31 "I am referring, of course, primarily to fantasy of forms and visible shapes. Drama can be made out of the impact upon human characters of some event of Fantasy, or Faerie, that requires no machinery, or that can be assumed or reported to have happened. But that is not fantasy in dramatic result; the human characters hold the stage and upon them attention is concentrated. Drama of this sort (exemplified by some of Barrie's plays) can be used frivolously, or it can be used for satire, or for conveying such 'messages' as the playwright may have in his mind-for men. Drama is anthropocentric. Fairy-story and Fantasy need not be. There are, for instance, many stories telling how men and women have disappeared and spent years among the fairies, without noticing the passage of time, or appearing to grow older. In 'Mary Rose' Barrie wrote a play on this theme. No fairy is seen. The cruelly tormented human beings are there all the time. In spite of the sentimental star and the angelic voices at the end (in the printed version) it is a painful play, and can easily be made diabolic: by substituting (as I have seen it done) the elvish call for 'angel voices' at the end. The non-dramatic fairy-stories, in so far as they are concerned with the human victims, can also be pathetic or horrible. But they need not be. In most of them the fairies are also there, on equal terms. In some stories they are the real interest. Many of the short folk-lore accounts of such incidents purport to be just pieces of 'evidence' about fairies, items in an age-long accumulation of 'lore' concerning them and the modes of their existence. The sufferings of human beings who come into contact with them (often enough, wilfully) are thus seen in quite a different perspective. A drama could be made about the sufferings of a victim of research in radiology, but hardly about radium itself. But it is possible to be primarily interested in radium (not radiologists)-or primarily interested in Faerie, not tortured mortals. One interest will produce a scientific book, the other a fairy-story. Drama cannot well cope with either."


H. Did the New Line films fall into the trap Tolkien foresaw, by emphasizing the "human drama" of his characters rather than capturing the magic of the human/Faerie interaction that his writing so emphasizes? Did Troy do the same thing when the producers of that film dropped the Greek Gods from their script?

And finally: Common sense tells us that the films and illustrations of LotR are simply to be enjoyed on their own terms; nothing is stated more often here on TORn than the qualifier "nothing can replace the books", and Jackson and Boyens have often said the same. Who are these critics that Tolkien is arguing with?

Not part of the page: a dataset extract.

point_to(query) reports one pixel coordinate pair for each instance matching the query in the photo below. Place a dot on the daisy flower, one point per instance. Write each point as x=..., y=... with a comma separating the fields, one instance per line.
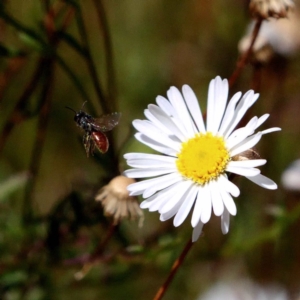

The key phrase in this passage, it seems to me, is "Thus, if you prefer Drama to Literature (as many literary critics plainly do), or form your critical theories primarily from dramatic critics, or even from Drama, you are apt to misunderstand pure story-making, and to constrain it to the limitations of stage-plays." Here I take Tolkien to mean that the literary critics of his day insisted that all literature be confined to that sort of action that could be, if need be, dramatized and produced on stage with realistic effect.

H. Has Tolkien won? Is fantasy now accepted as a respectable form of literature, fifty years after Lord of the Rings made his final statement on this subject, or is this kind of literary criticism still ruling the academy and the reviews? Or has some new literary theory taken hold since Tolkien's time, that does not insist on dramatic realism, but still rejects fantasy as an inadequate or childish form of literature?

I. Would Tolkien view the New Line films as an admirable dramatization of his book once he understood that critics do not view the more "realistic" film as an improvement or replacement of his writing? Or would he still "grump" that the films are simply the very negation of the essence of fantasy as he understands and writes it?